The major histocompatibility complex (MHC) plays a central role in the adaptive immune responses. It is a multigene family, that among others, encode for the MHC class I and II cell-surface receptors. MHC class I receptors present peptides from intracellular origin to CD8+ T cells, which may, in the case that the peptide is derived from a pathogen, result in the lysis of the infected cell. The peptide-binding groove of class I molecules is encoded by the alpha 1 and 2 domains, and due to polymorphism has a unique structure. The B and F pockets are generally responsible for binding the anchor residues of a peptide. Based on the functional characteristics and sequence information, the human MHC class I allotypes, HLA-A and -B, have been classified into supertypes.
We, and two other research groups, have investigated the MHC class I variation in bonobos, which resulted in the observation that, compared to humans, this species has an even more diminished MHC-B repertoire than chimpanzees. This is in concordance that in the past, chimpanzee species experienced a selective sweep, probably caused by a SIV-like virus, that targeted their MHC class I repertoire. However, it also suggests that bonobos most likely experienced an additional sweep.
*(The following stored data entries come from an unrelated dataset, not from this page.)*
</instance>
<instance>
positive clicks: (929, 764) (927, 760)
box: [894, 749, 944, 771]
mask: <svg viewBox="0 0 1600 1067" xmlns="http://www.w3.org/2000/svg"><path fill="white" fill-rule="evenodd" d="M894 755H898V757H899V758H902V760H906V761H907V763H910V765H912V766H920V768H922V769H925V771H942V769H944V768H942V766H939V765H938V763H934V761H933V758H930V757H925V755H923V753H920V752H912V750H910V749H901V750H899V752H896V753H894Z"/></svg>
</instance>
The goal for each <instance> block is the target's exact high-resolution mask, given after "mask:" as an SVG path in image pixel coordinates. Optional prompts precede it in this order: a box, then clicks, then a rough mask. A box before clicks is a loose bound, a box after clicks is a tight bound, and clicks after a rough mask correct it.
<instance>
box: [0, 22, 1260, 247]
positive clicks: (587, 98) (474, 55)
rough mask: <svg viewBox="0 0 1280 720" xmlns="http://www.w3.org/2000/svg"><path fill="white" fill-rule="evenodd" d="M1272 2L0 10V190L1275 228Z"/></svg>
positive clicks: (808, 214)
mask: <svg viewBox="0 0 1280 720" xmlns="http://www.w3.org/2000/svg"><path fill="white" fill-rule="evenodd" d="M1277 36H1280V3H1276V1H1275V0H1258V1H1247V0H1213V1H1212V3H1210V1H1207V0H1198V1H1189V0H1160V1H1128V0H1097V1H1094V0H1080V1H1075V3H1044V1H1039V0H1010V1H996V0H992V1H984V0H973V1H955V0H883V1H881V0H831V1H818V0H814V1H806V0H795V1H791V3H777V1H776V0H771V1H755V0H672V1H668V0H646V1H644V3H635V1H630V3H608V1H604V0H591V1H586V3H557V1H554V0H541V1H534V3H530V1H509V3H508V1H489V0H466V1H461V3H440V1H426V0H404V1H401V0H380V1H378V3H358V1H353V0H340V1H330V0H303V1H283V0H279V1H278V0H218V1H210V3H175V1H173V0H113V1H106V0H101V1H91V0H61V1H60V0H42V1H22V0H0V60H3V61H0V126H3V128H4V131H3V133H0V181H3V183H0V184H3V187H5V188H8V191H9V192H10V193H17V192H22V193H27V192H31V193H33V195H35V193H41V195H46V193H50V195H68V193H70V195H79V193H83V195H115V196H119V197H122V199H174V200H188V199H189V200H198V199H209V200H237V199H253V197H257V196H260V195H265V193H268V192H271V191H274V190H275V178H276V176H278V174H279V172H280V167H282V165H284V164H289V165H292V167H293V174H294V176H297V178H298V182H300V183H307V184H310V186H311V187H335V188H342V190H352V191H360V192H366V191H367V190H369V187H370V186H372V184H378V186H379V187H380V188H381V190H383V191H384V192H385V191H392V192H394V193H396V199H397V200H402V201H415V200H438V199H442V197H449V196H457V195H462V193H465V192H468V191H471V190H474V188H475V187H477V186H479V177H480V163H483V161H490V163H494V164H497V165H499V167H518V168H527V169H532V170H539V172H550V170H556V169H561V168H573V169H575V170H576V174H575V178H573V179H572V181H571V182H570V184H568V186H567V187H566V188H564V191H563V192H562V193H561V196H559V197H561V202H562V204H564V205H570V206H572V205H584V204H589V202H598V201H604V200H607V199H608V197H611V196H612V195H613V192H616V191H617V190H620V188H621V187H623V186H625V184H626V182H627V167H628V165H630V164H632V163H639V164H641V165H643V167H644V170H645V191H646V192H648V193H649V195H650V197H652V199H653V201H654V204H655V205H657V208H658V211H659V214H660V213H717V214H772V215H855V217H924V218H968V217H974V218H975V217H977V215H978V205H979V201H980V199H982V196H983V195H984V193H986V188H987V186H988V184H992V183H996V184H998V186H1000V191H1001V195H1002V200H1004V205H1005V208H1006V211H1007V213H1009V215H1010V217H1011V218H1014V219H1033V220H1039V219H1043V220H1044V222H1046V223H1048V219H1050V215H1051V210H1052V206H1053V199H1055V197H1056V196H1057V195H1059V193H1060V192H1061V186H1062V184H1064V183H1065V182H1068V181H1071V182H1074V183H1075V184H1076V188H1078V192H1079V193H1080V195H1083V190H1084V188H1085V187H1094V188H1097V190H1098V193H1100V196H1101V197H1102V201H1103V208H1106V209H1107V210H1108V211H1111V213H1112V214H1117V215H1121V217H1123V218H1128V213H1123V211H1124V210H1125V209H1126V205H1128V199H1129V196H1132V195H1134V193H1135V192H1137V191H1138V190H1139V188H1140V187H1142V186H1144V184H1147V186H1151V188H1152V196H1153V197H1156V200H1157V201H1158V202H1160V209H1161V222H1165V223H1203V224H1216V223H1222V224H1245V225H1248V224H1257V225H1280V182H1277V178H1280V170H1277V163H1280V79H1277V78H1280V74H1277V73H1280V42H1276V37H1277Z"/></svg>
Subsequently, we have investigated to what extent chimpanzee and bonobo MHC class I allotypes can be classified into the human MHC class I supertypes, based on sequence similarity and available peptide-binding-related information for chimpanzee allotypes. Bonobos seem to have maintained two important functional groups of MHC-B allotypes. One having properties similar to HLA-B*27, in humans associated with control of HIV-1 replication. The other MHC-B group was found to show high functional similarity to HLA-B53/B78, which confine the candidate alleles that confer protection from malaria in humans.